La belle ferronnière is a portrait of a lady, usually attributed to Leonardo da Vinci, in the Louvre. It is also known as Portrait of an Unknown Woman. The painting's title, applied as early as the seventeenth century, identifying the sitter as the wife or daughter of an ironmonger (a ferronnier), was said to be discreetly alluding to a reputed mistress of Francis I of France, married to a certain Le Ferron. The tale is a romantic legend of revenge in which the aggrieved husband intentionally infects himself with syphilis, which he passes to the king through infecting his wife.
Leonardo's Lady with an Ermine, has also been known by this name. This was once believed to be a portrait of Cecilia Gallerani—one of the mistresses of Lodovico 'il Moro' Sforza, Duke of Milan. The narrative and the title were applied to Lady with an Ermine when it was in Princess Czartoryski's collection, and became confused with "La Belle Ferronniere" by the presence in this image also of a jewel worn on a delicate chain across the forehead, called a ferronnière.
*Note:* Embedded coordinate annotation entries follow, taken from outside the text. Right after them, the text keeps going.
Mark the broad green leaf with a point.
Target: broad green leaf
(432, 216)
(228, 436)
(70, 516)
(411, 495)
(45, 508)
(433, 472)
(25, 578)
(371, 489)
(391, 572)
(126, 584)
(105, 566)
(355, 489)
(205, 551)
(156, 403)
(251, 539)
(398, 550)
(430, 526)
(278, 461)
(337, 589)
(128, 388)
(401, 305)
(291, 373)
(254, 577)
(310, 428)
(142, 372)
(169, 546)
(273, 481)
Although the model of the painting "La Belle Ferronniere" is still shrouded in mystery, the landmark exhibition "Leonardo Da Vinci: Painter at the Court of Milan" (National Gallery, London, 9 Nov. 2011 – 5 Feb. 2012) listed the portrait as possibly depicting Beatrice d'Este, wife of Ludovico Sforza. This challenges the portrait's earlier attribution to Lucrezia Crivelli, a mistress of Ludovico.
Bernard Berenson attributed this portrait to Bernardino de' Conti. Giovanni Antonio Boltraffio was suggested by Herbert Cook, who retracted his opinion, seeing Leonardo's own hand, in 1904.
A later version of the painting, on canvas, had been offered to the Kansas City Art Institute as the original, but was identified as a copy, on the basis of a photograph, by Sir Joseph Duveen, who permitted his remarks to be published in the New York World in 1920; the owner, Mrs Andrée Lardoux Hahn, sued for defamation of property in a notorious court case, which involved many of the major connoisseurs of the day, inspecting the two paintings side by side at the Louvre; the case was eventually heard in New York before a jury selected for not knowing anything of Leonardo or Morellian connoisseurship, and settled for $60,000 plus court expenses, which were considerable. The owner's account, Harry Hahn's The Rape of La Belle (1946) is a classic of populist conspiracy theory applied to the art world. After decades in an Omaha vault, the Hahn La Belle was sold at auction by Sotheby's on January 28, 2010 as "by a follower of Leonardo, probably before 1750"; it brought 1.5 million dollars, a price three times higher than Sotheby's pre-sale estimate. The buyer was an unidentified American collector.
A 19th-century copy of La Belle Ferronnière is conserved in the Musée des beaux-arts, Chambéry. The Louvre painting is identified in pre-Revolutionary inventories of the French royal collection.